RE3 and REVC

4 min 619 words
Antonio Karlo Mijares Avatar

A while back, I saw a Reddit post from r/linux_gaming where a reverse engineering project of Grand Theft Auto: III and Vice City was taken down by Take Two for copyright infridgement. Having never heard of the project, I've decided to research about it, and I wished I'd have known about this project sooner.

What is it?

re3/reVC was a fan made reverse engineering project of the two most popular games, Grand Theft Auto: III and Grand Theft Auto: Vice City that was released back in the early 2000s. This project was meant to optimize both games in a way that it can run on modern and handheld machines (i.e Nintendo Switch), while also applying fixes that would have appeared on the original games. Unfortunately Take Two, the parent company of Rockstar Games, saw this as copyright infridgement, so they sent out a DMCA notice to Github to take down the project. Fortunately, about a month or two later, the developers were able to counter the DMCA and was able to continue hosting and push out more updates until it was taken down again last month.

Even though the updated code has been taken down, I was still interested in the project and run it on my machine. Since the code was on Github, people would download their own copy and re-upload it to other sites. After some reasearching, I was able to grab the latest code files, and compile it. Since I was successful in building the code, I wanted to share my results, gameplay and instructions on compiling the code.

How I compiled the code

Note: Instructions can also be found in the video description. This was built on Arch Linux, using the Zen Kernel (5.14.9)

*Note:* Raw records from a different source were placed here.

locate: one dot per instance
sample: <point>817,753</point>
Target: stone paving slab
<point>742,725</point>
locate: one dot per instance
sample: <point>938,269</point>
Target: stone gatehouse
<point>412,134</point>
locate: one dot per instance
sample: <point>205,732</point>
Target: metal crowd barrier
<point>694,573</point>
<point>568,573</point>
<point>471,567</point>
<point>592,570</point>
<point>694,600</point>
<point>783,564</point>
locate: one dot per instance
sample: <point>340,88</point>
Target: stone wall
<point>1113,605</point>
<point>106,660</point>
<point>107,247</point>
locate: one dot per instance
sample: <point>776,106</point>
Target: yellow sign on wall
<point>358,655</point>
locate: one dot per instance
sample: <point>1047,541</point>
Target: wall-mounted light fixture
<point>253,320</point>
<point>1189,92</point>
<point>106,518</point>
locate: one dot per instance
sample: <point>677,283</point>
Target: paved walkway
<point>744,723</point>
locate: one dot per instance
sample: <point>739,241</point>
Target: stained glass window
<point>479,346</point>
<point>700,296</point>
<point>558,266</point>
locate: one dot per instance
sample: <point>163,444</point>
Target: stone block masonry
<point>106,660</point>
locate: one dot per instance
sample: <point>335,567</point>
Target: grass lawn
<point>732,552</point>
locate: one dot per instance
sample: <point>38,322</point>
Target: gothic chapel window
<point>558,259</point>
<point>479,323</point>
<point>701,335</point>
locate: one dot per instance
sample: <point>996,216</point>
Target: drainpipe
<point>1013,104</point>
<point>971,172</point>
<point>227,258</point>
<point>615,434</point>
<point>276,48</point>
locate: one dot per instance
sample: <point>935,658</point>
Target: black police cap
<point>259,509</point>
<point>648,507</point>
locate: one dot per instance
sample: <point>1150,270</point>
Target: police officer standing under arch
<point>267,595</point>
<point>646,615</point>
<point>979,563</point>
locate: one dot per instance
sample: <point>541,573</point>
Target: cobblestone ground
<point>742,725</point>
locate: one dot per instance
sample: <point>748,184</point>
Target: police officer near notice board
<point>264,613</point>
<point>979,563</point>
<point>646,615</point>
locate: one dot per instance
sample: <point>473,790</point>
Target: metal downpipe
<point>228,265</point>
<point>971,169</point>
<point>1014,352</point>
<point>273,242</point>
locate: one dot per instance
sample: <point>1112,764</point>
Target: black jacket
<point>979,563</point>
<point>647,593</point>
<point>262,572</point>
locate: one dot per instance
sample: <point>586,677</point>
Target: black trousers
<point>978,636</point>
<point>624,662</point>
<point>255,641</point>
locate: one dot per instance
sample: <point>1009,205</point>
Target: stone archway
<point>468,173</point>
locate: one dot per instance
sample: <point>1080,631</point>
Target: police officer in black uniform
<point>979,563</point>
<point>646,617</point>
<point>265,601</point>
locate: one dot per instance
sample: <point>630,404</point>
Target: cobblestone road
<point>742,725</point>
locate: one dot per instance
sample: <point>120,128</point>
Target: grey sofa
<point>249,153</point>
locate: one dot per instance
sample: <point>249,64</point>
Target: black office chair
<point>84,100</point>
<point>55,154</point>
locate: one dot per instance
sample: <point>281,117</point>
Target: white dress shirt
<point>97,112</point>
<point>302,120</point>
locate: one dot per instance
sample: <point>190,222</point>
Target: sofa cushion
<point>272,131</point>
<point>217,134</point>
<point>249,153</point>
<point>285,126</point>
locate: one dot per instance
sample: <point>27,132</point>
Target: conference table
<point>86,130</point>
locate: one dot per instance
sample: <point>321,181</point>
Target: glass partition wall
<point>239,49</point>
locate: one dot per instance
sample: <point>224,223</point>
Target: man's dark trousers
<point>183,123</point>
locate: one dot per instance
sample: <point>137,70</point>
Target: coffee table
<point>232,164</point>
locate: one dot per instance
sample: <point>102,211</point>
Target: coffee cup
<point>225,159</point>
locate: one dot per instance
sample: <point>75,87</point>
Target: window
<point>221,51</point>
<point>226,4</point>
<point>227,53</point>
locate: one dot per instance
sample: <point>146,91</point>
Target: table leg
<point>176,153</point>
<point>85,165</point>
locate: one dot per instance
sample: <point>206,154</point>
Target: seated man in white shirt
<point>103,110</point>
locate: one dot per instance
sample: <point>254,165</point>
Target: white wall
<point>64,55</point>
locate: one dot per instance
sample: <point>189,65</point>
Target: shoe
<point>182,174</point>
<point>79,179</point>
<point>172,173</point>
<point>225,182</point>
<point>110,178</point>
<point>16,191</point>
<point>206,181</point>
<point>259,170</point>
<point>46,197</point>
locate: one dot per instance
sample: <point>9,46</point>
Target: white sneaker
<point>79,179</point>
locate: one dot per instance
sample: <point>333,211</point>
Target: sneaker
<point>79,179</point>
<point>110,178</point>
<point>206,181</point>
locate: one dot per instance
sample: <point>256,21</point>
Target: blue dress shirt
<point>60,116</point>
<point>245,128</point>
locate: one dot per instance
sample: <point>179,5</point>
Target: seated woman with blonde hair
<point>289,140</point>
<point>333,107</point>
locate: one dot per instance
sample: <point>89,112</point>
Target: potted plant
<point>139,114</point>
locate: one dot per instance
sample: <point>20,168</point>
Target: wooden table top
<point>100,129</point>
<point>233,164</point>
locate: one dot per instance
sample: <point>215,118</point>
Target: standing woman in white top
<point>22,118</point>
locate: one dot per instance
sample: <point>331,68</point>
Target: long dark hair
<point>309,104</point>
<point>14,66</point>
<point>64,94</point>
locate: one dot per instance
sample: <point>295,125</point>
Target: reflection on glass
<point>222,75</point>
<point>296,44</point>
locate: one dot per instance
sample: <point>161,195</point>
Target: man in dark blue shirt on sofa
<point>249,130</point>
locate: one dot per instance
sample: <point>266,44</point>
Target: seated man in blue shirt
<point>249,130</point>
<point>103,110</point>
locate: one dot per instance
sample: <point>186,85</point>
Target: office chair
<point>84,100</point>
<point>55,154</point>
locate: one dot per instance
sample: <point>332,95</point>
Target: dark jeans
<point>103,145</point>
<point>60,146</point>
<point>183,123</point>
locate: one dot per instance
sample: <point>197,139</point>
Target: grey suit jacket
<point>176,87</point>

  1. Install the following packages (These are packages for Arch, so you might need to research for the appropriate packages for your desired distro):
    • glew
    • glfw-x11 (or glfw-wayland if you are on Wayland)
    • libsnd
    • mpg123
    • openal
    • cmake
    • premake
    • dos2unix (Might be needed if some of the scripts aren't properly formatted, depending on where you grabbed the source code)
  2. Download and extract the source code (Can be grabbed from archive.org, just search for "RE3 and REVC Source Code Backups")
  3. Assuming you're already have a terminal open, cd to the re3 directory (ex. /path/to/extracted/code/revc/re3)
  4. Add execute permissions to the premake5Linux and printhash.sh script files
  5. Run the command: dos2unix printhash.sh (This might not be needed if you have grabbed the source code from somewhere else)
  6. Run the command: ./premake5Linux --with-librw gmake2 (if your CPU is ARM/ARM64, you will need to build premake5 first before running this command. You'll need to find instructions on how to do that though)
  7. cd to the build directory and run the command: make config=release_linux-amd64-librw_gl3_glfw-oal (or type make help to choose your appropriate config)
  8. Once compiled, Copy the all the contents of re3/gamefiles and re3/bin/linux-amd64-librw_gl3_glfw-oal/Release to the game root directory
  9. To run the game, cd to the game root directory and type: ./reVC

My thoughts

Doing this mini project made me continue appreciating the modding community in PC Gaming, whether it be for fixes that companies won't patch, or even the fun texture mods that we're all familiar with, running a 20 year old game on a modern machine wouldn't really exist if mods like these exist.